Based on this theory of liability, Naylor Farms moved to certify a class comprising it and other similarly situated royalty owners. 4 In relevant part, Naylor Farms argued that certification was appropriate under Rule 23 because (1) whether Chaparral breached the IDM is a common question, see Fed. R. Civ. P. 23(a)(2) ; and (2) this and other common questions predominate over any individual ones, see Fed. R. Civ. P. 23(b)(3).

In response, Chaparral asserted that whether it breached the IDM isn't a common question because a jury won't be able to answer it without first assessing "individualized issues, including the obligation created by each" individual lease "and the gas produced from each" individual well. App. vol. 2, 410. Further, Chaparral asserted, these individual questions about lease language and gas quality, as well as individual questions about damages, predominate over any common questions Naylor Farms might identify. Thus, Chaparral argued, Naylor Farms cannot satisfy Rule 23's certification requirements.
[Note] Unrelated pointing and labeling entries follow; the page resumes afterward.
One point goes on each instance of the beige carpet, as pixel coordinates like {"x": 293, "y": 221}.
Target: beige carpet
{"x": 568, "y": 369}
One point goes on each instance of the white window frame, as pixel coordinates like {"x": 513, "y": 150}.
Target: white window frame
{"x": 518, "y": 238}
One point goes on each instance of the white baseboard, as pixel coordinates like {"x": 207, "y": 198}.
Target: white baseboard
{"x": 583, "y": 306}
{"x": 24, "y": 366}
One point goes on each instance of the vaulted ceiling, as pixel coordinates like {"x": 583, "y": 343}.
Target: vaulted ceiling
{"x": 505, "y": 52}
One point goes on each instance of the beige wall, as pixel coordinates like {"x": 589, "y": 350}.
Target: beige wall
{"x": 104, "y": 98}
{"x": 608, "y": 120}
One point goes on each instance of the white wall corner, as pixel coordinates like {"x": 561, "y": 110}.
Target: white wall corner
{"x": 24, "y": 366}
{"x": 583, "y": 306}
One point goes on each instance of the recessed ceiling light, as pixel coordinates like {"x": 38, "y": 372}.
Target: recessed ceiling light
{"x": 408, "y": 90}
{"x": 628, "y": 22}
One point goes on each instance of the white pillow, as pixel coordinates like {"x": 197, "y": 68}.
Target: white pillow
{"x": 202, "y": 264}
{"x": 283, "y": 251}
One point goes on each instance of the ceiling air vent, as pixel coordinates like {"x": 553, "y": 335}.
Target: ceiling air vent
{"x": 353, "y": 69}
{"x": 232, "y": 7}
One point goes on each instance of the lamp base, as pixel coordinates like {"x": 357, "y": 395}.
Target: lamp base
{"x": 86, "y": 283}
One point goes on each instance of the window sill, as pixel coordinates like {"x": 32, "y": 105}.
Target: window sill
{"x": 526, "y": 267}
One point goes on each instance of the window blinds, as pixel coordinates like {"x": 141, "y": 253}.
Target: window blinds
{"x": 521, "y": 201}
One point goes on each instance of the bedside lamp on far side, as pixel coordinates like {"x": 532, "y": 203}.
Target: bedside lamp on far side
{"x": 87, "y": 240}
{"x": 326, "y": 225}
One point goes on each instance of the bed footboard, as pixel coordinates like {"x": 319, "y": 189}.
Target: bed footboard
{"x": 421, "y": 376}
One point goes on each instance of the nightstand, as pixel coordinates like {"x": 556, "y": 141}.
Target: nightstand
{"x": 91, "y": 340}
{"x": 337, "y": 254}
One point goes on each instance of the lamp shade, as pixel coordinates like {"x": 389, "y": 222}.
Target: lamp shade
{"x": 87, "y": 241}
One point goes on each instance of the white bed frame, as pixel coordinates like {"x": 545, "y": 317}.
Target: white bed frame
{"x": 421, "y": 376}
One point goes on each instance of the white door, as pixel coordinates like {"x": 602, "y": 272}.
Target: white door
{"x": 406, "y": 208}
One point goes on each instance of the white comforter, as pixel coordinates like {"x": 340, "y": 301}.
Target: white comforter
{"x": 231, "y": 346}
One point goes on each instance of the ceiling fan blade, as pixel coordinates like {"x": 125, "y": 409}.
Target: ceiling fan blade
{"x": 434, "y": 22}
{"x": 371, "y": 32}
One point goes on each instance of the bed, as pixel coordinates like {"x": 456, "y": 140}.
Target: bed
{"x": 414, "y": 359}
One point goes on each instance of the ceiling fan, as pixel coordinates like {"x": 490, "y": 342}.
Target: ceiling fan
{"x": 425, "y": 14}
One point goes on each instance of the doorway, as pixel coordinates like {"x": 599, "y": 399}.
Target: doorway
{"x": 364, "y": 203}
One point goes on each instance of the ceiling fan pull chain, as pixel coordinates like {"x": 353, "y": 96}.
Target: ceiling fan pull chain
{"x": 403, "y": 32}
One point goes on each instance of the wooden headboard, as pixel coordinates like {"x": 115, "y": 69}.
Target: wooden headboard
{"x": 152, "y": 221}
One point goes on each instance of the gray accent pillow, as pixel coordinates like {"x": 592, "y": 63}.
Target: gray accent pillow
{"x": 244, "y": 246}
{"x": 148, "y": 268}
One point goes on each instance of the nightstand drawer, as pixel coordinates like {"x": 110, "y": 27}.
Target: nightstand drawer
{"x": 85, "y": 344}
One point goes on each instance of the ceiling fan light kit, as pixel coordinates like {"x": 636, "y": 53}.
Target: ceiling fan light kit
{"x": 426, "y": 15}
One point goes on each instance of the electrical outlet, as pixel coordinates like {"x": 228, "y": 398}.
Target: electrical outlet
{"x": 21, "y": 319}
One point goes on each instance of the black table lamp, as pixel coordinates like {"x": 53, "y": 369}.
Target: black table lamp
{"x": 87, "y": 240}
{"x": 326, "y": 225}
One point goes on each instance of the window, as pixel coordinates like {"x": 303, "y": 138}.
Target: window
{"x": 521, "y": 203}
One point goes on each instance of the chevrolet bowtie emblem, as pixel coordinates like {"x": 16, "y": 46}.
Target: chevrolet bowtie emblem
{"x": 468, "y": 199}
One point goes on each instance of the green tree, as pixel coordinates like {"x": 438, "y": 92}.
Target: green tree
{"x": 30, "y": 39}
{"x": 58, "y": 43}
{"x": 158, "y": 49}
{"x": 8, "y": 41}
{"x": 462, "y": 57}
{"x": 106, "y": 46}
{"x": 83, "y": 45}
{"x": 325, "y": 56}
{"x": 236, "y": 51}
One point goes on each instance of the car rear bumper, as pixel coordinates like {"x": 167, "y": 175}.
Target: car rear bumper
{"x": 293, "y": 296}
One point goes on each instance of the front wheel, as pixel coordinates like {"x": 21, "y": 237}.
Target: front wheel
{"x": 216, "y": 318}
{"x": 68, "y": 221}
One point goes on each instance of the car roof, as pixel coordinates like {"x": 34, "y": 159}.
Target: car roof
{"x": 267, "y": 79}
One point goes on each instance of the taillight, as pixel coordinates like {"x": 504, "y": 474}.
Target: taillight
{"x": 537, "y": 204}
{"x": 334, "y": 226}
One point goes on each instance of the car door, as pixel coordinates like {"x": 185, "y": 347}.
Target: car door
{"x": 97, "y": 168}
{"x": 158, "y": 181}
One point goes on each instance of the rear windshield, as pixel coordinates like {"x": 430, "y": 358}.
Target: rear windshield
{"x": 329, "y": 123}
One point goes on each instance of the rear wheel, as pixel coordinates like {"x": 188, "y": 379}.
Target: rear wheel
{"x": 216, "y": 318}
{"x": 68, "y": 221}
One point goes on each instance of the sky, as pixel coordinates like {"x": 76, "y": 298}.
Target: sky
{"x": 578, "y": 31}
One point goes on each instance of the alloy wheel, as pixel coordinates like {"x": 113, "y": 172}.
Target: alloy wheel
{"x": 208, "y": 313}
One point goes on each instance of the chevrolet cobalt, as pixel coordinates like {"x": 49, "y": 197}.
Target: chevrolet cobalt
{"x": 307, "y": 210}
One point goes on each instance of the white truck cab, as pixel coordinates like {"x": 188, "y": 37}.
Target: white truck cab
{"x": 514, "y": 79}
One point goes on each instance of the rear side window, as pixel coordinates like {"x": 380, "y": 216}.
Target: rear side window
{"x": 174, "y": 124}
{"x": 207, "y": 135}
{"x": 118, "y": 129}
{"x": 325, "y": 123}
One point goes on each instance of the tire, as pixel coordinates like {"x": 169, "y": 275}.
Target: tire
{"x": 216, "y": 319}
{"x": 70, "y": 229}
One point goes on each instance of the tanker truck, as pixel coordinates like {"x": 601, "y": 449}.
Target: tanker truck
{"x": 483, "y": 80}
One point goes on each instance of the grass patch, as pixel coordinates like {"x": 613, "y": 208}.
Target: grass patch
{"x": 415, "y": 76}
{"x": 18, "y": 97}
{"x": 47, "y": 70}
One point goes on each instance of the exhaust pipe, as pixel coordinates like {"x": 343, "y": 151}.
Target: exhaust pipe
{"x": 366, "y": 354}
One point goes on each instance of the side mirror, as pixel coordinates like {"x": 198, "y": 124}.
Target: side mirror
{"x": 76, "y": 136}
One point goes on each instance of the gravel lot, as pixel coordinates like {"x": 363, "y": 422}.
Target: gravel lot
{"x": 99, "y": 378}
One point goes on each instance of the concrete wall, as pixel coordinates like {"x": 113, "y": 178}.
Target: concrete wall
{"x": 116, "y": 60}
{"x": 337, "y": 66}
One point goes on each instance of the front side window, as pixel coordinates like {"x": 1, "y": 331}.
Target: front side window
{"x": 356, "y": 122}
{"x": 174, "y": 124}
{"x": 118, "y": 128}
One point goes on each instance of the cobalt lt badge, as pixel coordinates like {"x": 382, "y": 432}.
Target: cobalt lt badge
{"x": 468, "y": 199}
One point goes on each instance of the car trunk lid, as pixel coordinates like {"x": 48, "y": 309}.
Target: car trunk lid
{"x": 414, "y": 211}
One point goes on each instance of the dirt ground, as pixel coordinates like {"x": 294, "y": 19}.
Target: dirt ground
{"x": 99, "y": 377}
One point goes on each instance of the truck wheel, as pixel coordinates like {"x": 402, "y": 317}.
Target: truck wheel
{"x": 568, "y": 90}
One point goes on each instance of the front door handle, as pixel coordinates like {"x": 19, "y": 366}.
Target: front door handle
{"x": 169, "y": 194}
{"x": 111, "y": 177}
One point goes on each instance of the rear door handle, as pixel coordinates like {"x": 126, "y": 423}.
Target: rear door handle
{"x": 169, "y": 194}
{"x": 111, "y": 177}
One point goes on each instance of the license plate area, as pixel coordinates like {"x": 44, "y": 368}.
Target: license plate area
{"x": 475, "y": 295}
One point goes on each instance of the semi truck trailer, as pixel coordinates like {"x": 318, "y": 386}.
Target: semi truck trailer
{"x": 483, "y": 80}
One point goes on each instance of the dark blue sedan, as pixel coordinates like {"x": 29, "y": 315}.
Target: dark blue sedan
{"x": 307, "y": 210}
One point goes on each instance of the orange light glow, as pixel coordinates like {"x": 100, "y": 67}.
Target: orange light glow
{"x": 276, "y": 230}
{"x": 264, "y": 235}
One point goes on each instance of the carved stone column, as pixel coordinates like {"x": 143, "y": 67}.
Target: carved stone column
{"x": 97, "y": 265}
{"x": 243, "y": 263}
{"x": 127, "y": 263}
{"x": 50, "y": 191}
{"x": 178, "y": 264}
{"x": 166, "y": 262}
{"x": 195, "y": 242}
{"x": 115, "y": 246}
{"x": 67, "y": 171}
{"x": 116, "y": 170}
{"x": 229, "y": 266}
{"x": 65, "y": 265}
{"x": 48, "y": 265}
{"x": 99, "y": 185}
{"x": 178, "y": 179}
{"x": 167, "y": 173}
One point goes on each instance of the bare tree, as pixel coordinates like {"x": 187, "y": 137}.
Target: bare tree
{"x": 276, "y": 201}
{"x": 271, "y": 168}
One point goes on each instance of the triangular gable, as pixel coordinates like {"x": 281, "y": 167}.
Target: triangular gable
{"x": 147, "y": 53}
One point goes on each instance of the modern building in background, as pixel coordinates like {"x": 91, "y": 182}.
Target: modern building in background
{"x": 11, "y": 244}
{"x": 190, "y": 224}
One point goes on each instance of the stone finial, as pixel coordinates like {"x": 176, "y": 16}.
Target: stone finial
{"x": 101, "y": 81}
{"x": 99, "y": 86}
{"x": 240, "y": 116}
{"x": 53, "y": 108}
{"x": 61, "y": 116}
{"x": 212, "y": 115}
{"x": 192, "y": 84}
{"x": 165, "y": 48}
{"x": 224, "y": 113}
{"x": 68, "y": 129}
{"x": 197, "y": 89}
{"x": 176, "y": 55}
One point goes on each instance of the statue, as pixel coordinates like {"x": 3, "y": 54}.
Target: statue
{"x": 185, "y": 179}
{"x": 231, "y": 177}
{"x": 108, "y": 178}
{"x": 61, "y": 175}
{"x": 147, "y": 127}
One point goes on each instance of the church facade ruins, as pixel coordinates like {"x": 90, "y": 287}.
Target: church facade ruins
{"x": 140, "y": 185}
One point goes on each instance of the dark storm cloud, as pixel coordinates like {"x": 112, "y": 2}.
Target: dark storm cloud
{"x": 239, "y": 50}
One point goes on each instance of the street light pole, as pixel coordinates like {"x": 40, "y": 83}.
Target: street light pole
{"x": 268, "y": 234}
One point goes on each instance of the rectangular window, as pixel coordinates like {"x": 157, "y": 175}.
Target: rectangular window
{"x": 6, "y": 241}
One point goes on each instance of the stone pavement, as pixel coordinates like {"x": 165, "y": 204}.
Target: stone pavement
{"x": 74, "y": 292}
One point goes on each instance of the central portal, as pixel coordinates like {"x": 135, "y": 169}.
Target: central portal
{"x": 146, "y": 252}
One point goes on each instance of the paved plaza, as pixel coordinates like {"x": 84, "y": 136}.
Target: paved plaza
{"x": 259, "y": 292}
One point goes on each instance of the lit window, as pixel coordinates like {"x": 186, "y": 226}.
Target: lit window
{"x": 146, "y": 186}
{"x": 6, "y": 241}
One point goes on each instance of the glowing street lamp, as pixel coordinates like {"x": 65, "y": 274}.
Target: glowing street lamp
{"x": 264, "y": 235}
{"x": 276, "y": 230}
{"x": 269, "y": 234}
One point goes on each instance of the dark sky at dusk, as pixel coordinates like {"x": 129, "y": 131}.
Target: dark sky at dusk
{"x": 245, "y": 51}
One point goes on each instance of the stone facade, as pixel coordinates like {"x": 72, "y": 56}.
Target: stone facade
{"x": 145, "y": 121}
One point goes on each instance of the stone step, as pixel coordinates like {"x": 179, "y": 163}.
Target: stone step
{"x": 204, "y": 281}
The district court disagreed and concluded that certification was appropriate. As an initial matter, the court ruled that Naylor Farms identified at least one common question: whether Chaparral breached the IDM. The district court then rejected Chaparral's arguments that answering this common question will require an individualized assessment of either the language that appears in each lease or the quality of the gas that comes from each well. Next, the district court ruled that common questions, including whether Chaparral breached the IDM, predominate over any individual ones. Ultimately, after addressing Rule 23's remaining requirements, the district court granted Naylor Farms' motion to certify. 5 Chaparral now appeals the district court's class-certification order.

Analysis

According to Chaparral, the district court erred in certifying the class under Rule 23. In support, Chaparral advances three discrete arguments. It first asserts the district court erred in failing to recognize that marketability constitutes an individual question-one that necessarily predominates over any common ones in this litigation. It next contends the district court erred in rejecting Chaparral's argument that distinctions in lease language also give rise to individual questions, and that those individual questions likewise predominate.